Но в полугодовщину свадьбы он пошел на рынок и на обратном пути завернул на почту. Он встал в очередь у окошка «До востребования», с трудом удерживаясь, чтобы не уйти. Очередь двигалась медленно, он нервничал. Девушка, которой он отдал паспорт, быстро, почти машинально перебирала письма и разговаривала одновременно с подругой через стол.

Виктор подумал, что она обязательно пропустит его фамилию, но она спросила:

— Смирнов, ваши инициалы.

Хотя перед ней лежал паспорт и там было все написано.

У него сразу упало сердце. «Вот оно»,— подумал он.

— Распишитесь за телеграмму,— сказала она.— Поставьте число, время. Что же вы так долго не приходили?

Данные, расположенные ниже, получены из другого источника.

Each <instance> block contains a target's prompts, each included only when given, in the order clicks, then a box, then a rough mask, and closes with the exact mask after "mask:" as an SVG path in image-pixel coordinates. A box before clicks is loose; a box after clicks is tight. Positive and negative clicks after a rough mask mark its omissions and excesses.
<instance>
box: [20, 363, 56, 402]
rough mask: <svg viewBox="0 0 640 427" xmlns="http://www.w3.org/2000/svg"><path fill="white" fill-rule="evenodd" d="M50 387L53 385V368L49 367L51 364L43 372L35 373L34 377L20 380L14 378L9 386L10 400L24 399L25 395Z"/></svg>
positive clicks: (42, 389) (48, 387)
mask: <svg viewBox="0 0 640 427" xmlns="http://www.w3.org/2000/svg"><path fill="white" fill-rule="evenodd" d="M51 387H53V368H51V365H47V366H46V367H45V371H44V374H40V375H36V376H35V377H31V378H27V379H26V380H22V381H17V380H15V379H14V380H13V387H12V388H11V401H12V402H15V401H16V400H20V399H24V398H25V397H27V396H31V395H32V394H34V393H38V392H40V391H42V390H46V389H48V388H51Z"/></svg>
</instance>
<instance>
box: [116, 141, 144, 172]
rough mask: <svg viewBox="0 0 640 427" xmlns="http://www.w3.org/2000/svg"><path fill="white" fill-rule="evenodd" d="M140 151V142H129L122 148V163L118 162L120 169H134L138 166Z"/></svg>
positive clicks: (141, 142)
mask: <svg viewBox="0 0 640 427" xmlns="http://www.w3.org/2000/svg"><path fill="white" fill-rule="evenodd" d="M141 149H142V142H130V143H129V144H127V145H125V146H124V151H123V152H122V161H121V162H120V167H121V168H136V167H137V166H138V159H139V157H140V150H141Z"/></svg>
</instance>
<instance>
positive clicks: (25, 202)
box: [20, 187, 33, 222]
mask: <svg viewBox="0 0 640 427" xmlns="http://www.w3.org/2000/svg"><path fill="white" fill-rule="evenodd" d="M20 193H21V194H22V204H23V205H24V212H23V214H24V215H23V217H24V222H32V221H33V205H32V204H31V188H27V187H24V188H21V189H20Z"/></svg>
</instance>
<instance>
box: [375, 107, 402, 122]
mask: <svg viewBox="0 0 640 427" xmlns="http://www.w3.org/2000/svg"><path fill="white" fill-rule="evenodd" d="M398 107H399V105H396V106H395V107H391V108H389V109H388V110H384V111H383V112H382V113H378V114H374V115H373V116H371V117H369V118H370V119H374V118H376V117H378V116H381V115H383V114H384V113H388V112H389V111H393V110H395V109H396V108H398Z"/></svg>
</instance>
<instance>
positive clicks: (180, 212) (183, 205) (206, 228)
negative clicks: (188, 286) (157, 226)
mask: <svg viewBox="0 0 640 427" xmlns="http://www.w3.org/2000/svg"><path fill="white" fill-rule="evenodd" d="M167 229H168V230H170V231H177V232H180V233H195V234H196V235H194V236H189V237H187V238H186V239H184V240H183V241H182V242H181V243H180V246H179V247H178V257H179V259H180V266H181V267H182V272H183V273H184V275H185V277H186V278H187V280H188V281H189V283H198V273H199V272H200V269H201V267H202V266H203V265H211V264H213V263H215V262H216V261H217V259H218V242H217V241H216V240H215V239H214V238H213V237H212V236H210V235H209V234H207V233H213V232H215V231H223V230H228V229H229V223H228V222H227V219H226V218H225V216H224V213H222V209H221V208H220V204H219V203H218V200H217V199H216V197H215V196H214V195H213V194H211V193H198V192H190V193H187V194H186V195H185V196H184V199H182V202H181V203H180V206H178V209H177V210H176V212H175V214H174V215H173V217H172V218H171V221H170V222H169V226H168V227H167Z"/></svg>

Он хотел ответить, что мог бы вообще не приходить за телеграммой и не ее это дело. Он отошел и стал читать. В телеграмме было всего несколько слов, тех самых, которых он ждал: «Что ты наделал, вылетай Москву. Остановился гостиница Юность. Чуркин».

На следующий день он улетал. Билет ему достала хозяйка, работающая в санатории «Россия». Женя даже побледнела от волнения, когда он сказал, что пришла телеграмма от Чуркина и он должен вылетать в Москву. На два-три дня.

— Это нужно, да? — спрашивала Женя, заглядывая ему в лицо. А он не мог посмотреть ей в глаза.—Ты думаешь, без тебя не обойдутся?

Он молчал.

Они сели за столиком в шашлычной, напротив здания почты. Виктор принес бутылку вина, конфеты. Налил в граненые стаканы вино и молча выпил. Свой она едва пригубила. Смотрела на него, и вид у Голубки был жалкий.

— Может, ты хочешь шашлыка? — спрашивал он, чувствуя себя мерзко. Вот расплата за ложь.

Она не отвечала.

— Не сердись. Я съезжу и вернусь. Правда.— Он и теперь опять лгал.

— Почему же, я не сержусь,— говорила она.

— У нас впереди еще целый месяц. Весь месяц мы будем вместе.

— Ну, конечно,— кивала она.— Еще месяц, а потом еще долго, долго.

— Я самолетом,— сказал он.— Туда и обратно.

— Самолетом сейчас быстро. Если хорошая погода.